Superior General SVD Paul Budi Kleden, SVD, yang sedang berada di Indonesia mengatakan masih sempat mengunjungi Romo Glinka di RKZ Surabaya pada Selasa (28/8/2018) petang. ”Beliau masih membuka mata, melihat, dan menjabat tangan saya. Itu perjumpaan terakhir dengan beliau,” kata Paul.
Menurut Paul, Prof Glinka adalah seorang misionaris yang memahami dan menghayati kecendekiaan sekaligus panggilan hidup membiara. ”Beliau bermisi melalui ilmu pengetahuan menjembatani iman dan akal budi. Paling penting lagi di dalam lingkungan SVD ada tradisi anthropos, dan beliau adalah satu mata rantai penting dari tradisi tersebut. Kami SVD sangat kehilangan seorang misionaris dan ilmuwan besar,” ujarnya.
Dalam pandangan Pastor Glinka, antropologi ragawi mempelajari manusia dari sudut pandang biologis dalam kerangka perkembangan hidup manusia dengan penekanan pada interaksi antara biologi, lingkungan, dan budaya. Kalangan publik kerap keliru mempersepsikan antropologi merupakan studi terhadap fosil, batu, bangunan tua, suku terasing, seni tradisional, bahkan diinterpretasikan sebagai ilmu nujum perbintangan.
Antropologi ragawi di Indonesia, khususnya di Unair, dalam perjalanan yang turut dirintis Prof Glinka dipandang unik sebab berada dalam fakultas ilmu sosial dan ilmu politik. Kendati demikian, antropologi ragawi itu berkelindan dengan antropologi budaya yang di dalamnya termasuk antropologi kesehatan. Ini berbeda dengan antropologi ragawi di Eropa yang berada di fakultas kedokteran atau di Amerika dan Australia di bawah fakultas kedokteran atau fakultas biologi.

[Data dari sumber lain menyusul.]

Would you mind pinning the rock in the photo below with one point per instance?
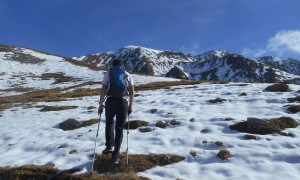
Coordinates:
(146, 129)
(63, 146)
(229, 119)
(274, 125)
(177, 73)
(249, 136)
(281, 87)
(174, 122)
(251, 121)
(70, 124)
(224, 154)
(243, 94)
(217, 100)
(219, 143)
(205, 131)
(73, 151)
(161, 124)
(295, 99)
(294, 109)
(192, 120)
(134, 124)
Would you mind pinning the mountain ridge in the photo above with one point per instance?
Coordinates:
(211, 65)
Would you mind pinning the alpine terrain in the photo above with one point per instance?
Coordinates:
(215, 115)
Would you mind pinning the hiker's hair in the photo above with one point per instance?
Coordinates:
(117, 62)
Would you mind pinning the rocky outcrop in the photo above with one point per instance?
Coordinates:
(177, 73)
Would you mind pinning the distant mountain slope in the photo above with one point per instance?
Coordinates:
(140, 59)
(24, 70)
(289, 65)
(28, 68)
(211, 65)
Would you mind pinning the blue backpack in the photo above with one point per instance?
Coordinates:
(118, 82)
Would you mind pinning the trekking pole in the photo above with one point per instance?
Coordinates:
(96, 143)
(127, 143)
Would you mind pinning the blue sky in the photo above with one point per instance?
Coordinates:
(80, 27)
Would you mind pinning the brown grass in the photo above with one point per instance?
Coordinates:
(249, 136)
(162, 124)
(224, 154)
(274, 125)
(136, 162)
(134, 124)
(89, 122)
(57, 94)
(17, 89)
(34, 172)
(27, 172)
(219, 143)
(57, 108)
(294, 109)
(58, 77)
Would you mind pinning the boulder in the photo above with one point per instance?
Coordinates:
(295, 99)
(134, 124)
(146, 129)
(281, 87)
(294, 109)
(274, 125)
(70, 124)
(177, 73)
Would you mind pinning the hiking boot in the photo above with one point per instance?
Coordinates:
(107, 150)
(116, 159)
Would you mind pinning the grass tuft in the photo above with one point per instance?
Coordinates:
(134, 124)
(57, 108)
(274, 125)
(136, 162)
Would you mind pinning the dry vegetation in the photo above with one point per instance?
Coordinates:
(34, 172)
(57, 108)
(134, 124)
(58, 94)
(137, 162)
(224, 154)
(103, 164)
(274, 125)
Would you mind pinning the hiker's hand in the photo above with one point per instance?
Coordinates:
(129, 110)
(100, 109)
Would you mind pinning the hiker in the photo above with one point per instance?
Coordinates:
(117, 86)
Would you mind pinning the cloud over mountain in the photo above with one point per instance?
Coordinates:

Unair punya tiga pakar yang seluruhnya perempuan dan hasil gemblengan Prof Glinka. Mereka adalah Prof Myrta Artaria PhD yang pakar antropologi dental, Dr Toetik Koesbardiati yang pakar palaeoantropologi dan antropologi forensik, serta Dr Lucy Dyah Hendrawati yang pakar biososial manusia.